Josmeri, 9 ans, devant la chambre provisoire où elle habite avec sa famille, à Santiago, le 19 novembre 2021.
Rosneidi, 11 ans, dans la chambre provisoire où elle dort avec sa famille, à Santiago, le 19 novembre 2021

Selon les calculs du Service jésuite aux migrants (SJM), qui œuvre pour leurs droits, 1,4 million d’immigrés vivaient au Chili en 2020, pour une population totale de 19 millions d’habitants. Ce chiffre, qui n’inclut pas les situations irrégulières, a quasiment doublé depuis 2017. Avec près de 500 000 personnes, les Vénézuéliens constituent la première communauté étrangère, devant les Colombiens, les Péruviens et les Boliviens.

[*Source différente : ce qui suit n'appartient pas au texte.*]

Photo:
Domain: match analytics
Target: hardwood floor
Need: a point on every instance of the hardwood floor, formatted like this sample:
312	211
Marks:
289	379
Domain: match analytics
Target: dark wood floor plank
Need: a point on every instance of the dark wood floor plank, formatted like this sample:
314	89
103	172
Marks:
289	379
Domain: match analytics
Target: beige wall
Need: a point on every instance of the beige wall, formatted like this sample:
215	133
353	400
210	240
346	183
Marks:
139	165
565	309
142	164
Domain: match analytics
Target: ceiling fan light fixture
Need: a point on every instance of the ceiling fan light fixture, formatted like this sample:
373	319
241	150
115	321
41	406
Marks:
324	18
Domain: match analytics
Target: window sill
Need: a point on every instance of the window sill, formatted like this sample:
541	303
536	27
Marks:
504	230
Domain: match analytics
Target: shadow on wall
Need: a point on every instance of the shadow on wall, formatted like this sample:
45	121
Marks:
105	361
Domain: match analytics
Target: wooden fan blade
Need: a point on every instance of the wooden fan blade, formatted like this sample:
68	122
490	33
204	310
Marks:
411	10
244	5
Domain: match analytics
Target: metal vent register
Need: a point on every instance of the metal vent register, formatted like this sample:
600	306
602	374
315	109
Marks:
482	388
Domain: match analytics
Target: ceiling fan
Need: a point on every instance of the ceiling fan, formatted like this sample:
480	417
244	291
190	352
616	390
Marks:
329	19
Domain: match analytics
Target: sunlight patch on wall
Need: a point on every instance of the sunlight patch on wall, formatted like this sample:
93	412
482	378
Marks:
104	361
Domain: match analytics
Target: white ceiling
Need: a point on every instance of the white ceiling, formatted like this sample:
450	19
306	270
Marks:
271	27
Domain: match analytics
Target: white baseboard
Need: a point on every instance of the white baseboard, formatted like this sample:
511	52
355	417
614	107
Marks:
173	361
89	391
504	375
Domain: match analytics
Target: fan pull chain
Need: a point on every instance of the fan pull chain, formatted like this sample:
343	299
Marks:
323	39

Inégalités aggravées par le Covid-19

« La cohésion sociale est devenue fragile au Chili », estime Waleska Ureta, directrice du SJM. L’arrivée de migrants à la peau plus foncée se heurte, selon elle, à « une population chilienne qui a construit son identité autour d’une blancheur homogène », et à une économie traversée par les inégalités, aggravées par la pandémie de Covid-19. Le pays va cependant largement absorber en 2021 (11 % de croissance prévue) l’effondrement du PIB de l’année précédente, de 5,8 %.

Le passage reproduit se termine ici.